Parents at Woodland and Kaiser elementary schools started an experiment in 2010. Now, after two rounds of privately funding a dedicated science teacher, they have a simple conclusion:
"It works," said Tricia Lamb, the teacher funded by the Kaiser Woodland Schools Foundation.
Lamb holds one of two dedicated science positions at the twin elementary schools. When her job was at risk of disappearing in 2011, parents fought to keep Lamb in the lab and kids experimenting with fulcrums, sound and states of matter.
"This is not book science. This is laboratory science," said Andy Peters, the foundation's chairman. "The more science education you provide, the better students do."

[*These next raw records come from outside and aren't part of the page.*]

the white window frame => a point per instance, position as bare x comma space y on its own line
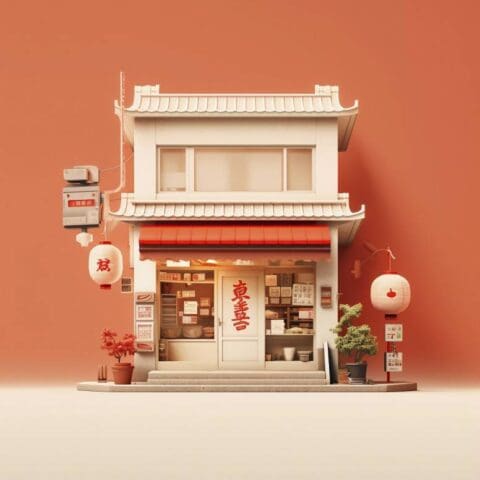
190, 173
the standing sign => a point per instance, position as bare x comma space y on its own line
144, 321
240, 314
241, 344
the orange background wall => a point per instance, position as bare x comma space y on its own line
413, 158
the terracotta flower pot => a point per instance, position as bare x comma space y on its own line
122, 373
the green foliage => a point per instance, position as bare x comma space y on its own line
356, 340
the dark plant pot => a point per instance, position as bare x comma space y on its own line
357, 372
342, 376
122, 373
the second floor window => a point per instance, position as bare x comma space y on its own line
235, 169
171, 168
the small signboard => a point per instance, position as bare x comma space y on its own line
144, 297
393, 332
393, 361
144, 331
144, 311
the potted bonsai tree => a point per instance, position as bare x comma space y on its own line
122, 371
355, 342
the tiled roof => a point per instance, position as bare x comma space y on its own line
338, 212
131, 210
325, 100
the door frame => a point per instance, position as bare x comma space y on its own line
247, 364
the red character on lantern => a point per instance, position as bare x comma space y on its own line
103, 265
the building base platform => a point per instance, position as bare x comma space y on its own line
237, 381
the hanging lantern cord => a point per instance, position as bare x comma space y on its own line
390, 257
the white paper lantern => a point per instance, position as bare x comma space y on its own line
390, 293
105, 264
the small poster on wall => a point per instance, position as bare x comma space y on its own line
393, 361
204, 301
144, 331
144, 311
270, 280
274, 291
303, 294
190, 319
393, 332
190, 307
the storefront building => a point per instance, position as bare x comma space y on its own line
235, 227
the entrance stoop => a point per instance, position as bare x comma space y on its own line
237, 381
241, 381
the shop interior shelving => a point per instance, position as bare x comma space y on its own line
274, 343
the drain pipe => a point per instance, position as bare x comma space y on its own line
107, 193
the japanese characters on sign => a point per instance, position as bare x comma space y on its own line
240, 305
103, 265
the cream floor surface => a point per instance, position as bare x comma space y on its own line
59, 433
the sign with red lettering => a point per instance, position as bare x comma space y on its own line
88, 202
240, 305
240, 312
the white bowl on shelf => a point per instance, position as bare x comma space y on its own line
192, 331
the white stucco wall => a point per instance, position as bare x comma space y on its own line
318, 133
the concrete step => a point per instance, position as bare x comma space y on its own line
148, 387
237, 381
235, 374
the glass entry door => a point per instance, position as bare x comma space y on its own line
241, 320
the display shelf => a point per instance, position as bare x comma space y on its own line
290, 335
191, 282
290, 365
286, 305
184, 340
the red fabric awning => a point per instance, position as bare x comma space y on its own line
297, 240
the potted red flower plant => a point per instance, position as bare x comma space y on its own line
122, 371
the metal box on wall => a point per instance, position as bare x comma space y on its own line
81, 206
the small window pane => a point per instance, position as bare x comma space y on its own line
171, 170
238, 169
299, 169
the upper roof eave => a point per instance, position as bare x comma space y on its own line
148, 102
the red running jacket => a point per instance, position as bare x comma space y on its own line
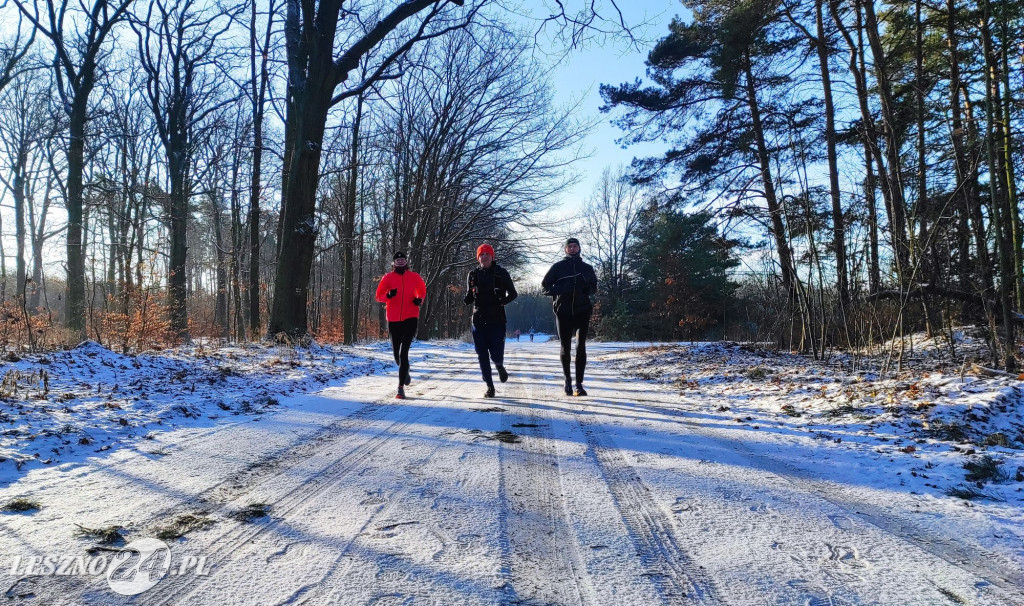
410, 286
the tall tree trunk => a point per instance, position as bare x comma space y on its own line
259, 86
873, 272
839, 224
892, 178
177, 267
220, 310
75, 303
764, 162
348, 229
1007, 160
999, 209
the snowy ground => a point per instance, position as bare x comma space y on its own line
700, 474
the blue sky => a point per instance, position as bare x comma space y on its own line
580, 75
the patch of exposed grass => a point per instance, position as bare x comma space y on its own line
757, 373
952, 597
840, 410
22, 505
985, 469
251, 512
104, 535
506, 436
950, 432
182, 525
997, 439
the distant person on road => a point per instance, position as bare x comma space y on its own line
488, 289
401, 291
570, 283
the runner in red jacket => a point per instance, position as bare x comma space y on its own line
401, 291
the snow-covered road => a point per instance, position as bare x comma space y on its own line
628, 496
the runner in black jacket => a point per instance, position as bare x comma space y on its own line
571, 283
489, 288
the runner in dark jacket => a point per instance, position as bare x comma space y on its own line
488, 289
571, 283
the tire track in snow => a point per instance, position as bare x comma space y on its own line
676, 576
972, 559
540, 557
242, 536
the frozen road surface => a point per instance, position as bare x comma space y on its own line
633, 495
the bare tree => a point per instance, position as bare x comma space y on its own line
178, 50
610, 218
78, 35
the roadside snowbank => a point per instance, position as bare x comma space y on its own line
59, 407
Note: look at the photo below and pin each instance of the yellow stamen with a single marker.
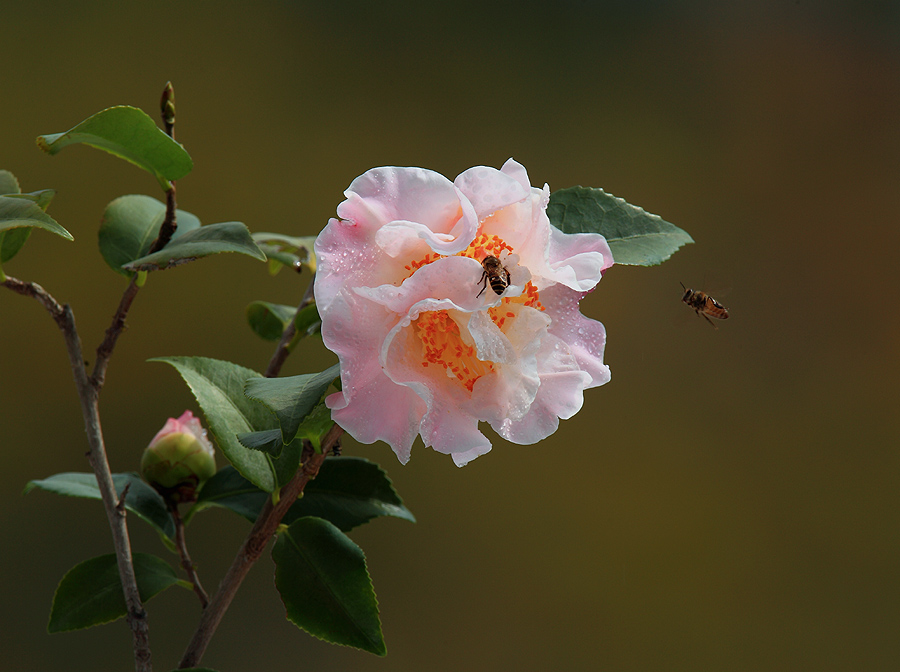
(442, 344)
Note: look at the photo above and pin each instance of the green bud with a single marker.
(179, 459)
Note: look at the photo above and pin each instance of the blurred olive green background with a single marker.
(729, 501)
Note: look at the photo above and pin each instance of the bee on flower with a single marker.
(423, 352)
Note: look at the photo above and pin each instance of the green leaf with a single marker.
(130, 134)
(325, 586)
(315, 425)
(291, 399)
(11, 242)
(348, 492)
(130, 225)
(16, 212)
(307, 320)
(268, 441)
(12, 239)
(91, 593)
(219, 389)
(8, 183)
(41, 198)
(230, 490)
(287, 250)
(268, 320)
(141, 500)
(635, 237)
(202, 242)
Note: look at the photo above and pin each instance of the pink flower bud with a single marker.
(179, 459)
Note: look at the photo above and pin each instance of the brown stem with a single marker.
(104, 350)
(169, 225)
(186, 562)
(284, 345)
(268, 521)
(88, 393)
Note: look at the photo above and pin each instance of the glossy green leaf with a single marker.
(307, 320)
(348, 492)
(230, 490)
(268, 320)
(131, 224)
(141, 500)
(130, 134)
(11, 242)
(287, 250)
(202, 242)
(635, 236)
(41, 198)
(292, 398)
(91, 592)
(219, 389)
(8, 183)
(268, 441)
(325, 585)
(315, 425)
(16, 212)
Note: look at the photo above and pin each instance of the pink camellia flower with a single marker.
(431, 340)
(179, 458)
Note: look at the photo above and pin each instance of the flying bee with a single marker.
(704, 305)
(495, 273)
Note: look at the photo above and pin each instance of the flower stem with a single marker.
(186, 562)
(283, 349)
(88, 394)
(251, 550)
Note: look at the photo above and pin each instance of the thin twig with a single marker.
(88, 395)
(104, 350)
(268, 521)
(169, 225)
(284, 345)
(186, 562)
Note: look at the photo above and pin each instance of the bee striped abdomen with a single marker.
(704, 305)
(495, 273)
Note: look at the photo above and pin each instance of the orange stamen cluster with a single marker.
(439, 333)
(443, 346)
(485, 246)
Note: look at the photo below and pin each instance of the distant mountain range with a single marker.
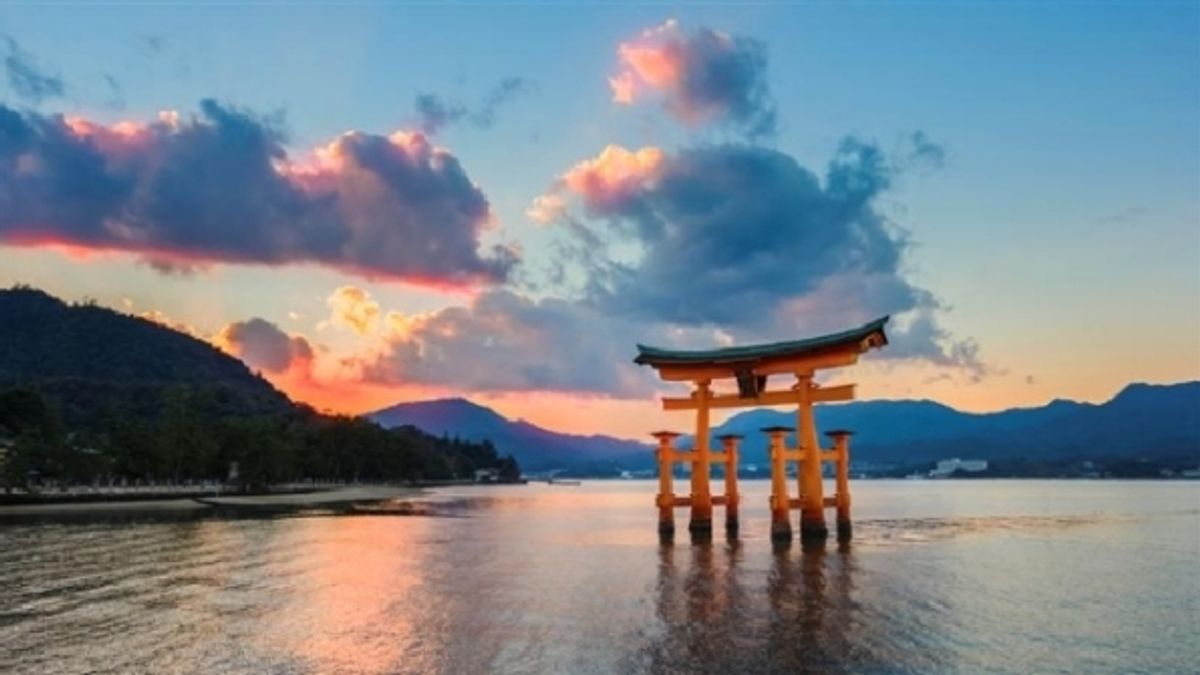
(535, 448)
(1141, 420)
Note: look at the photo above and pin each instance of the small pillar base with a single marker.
(845, 530)
(814, 531)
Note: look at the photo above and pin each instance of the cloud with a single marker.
(745, 239)
(703, 77)
(263, 346)
(504, 341)
(25, 78)
(354, 309)
(221, 186)
(435, 113)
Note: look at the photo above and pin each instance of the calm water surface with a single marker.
(942, 577)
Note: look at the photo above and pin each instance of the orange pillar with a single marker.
(841, 447)
(731, 481)
(665, 499)
(701, 496)
(780, 518)
(813, 526)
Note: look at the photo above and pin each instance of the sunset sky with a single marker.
(376, 203)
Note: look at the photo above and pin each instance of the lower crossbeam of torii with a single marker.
(750, 368)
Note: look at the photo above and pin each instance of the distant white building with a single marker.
(948, 466)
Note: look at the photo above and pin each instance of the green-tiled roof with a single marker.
(657, 356)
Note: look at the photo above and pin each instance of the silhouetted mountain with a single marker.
(535, 448)
(90, 359)
(90, 394)
(1141, 420)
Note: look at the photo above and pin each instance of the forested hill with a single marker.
(88, 394)
(91, 358)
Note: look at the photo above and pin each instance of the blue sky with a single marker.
(1060, 232)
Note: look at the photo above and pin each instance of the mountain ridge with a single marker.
(1140, 418)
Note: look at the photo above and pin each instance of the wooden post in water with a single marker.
(730, 442)
(701, 491)
(780, 511)
(666, 475)
(813, 527)
(841, 449)
(750, 369)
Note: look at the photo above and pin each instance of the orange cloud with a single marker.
(612, 177)
(221, 186)
(354, 308)
(702, 76)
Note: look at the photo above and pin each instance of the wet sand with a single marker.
(186, 505)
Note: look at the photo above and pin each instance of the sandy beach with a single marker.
(297, 500)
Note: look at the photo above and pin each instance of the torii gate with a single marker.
(750, 366)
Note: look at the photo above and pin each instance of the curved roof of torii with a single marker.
(751, 353)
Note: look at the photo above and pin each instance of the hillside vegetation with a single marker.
(88, 394)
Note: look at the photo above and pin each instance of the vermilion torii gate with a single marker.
(750, 366)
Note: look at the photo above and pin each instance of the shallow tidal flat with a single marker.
(942, 577)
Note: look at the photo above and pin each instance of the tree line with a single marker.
(191, 437)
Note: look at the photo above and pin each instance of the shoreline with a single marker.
(208, 502)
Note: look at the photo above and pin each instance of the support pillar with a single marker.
(813, 527)
(665, 499)
(780, 519)
(841, 448)
(730, 442)
(701, 491)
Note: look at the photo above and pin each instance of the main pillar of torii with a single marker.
(749, 368)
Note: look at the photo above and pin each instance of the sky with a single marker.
(371, 203)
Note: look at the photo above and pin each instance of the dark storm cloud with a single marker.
(263, 346)
(220, 186)
(705, 76)
(25, 78)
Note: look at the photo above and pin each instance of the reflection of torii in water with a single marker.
(750, 366)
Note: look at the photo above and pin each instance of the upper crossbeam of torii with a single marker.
(751, 366)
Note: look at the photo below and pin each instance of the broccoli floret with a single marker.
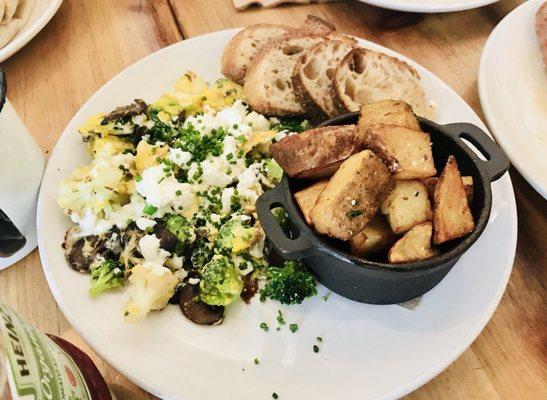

By digging into their bank accounts, hosting fundraisers and writing grant applications, parents have helped double the percentage of fifth-grade students deemed proficient or advanced in science, Peters said.
For about 15 years, an anonymous donor funded one dedicated science teacher at Kaiser, which serves grades 3-6, and its feeder school Woodland, which serves grades K-2.
In 2006, the two schools got a second science teacher thanks to an Irvine Co. grant for science education throughout the district.
But in 2010, parents started hearing whispers that their anonymous donor might pull out, eliminating Lamb's position.
"When I found out this job was going to go away … I sat there and I bawled for the weekend," Lamb said. She previously worked as a third- and fourth-grade teacher and likely would have returned to that, but she called teaching science her passion.
Not wanting to lose Lamb or a dedicated science position, parents scrambled, forming the foundation in 2010 and receiving final word in early 2011 that the donor had indeed pulled out.
"From late February to basically the end of May was all we had to make the commitment," Peters said. "So we had to figure out what are we going to do in order to generate enough resources in just a couple of months."
In 2011, they funded a science class — salary, insurance, lab equipment, field trips and more — at 60%.
"Our biggest contributor was the science teacher herself, who agreed to work a 60% contract for the year," Peters said. Through fundraisers, ongoing donations from parents and a fireworks stand that netted $12,000, parents met a $70,000 goal.
The results, parents say, are worth the price tag.
In the 2004-05 school year, when the two schools had one dedicated science teacher, almost 8% of fifth-graders were advanced, with 42% scoring proficient or advanced on standardized tests.
In the 2009-10 school year with dual science teachers in full swing, almost 50% of Woodland and Kaiser students were advanced, with 85% scoring proficient or advanced.
That was well above the district average of 63% proficient or advanced that year.
The foundation was aiming for 80% funding this year but recently surpassed that, Peters said. The closer parents get to 100%, the more time Lamb can spend in lower grades.
Now parents are trying to move away from personal funding to pursue grants instead. The foundation has already received sponsorships from the Orange County Roosters Foundation, the Rotary Club and a $2,000 gift from Boeing Monday night.
Lamb said the foundation's success will be judged by its longevity — if Woodland and Kaiser can keep their science programs whether she's still teaching or not — even though it seems to be on solid ground for now.
"The fact that they've got the money now," Lamb said. "It's working."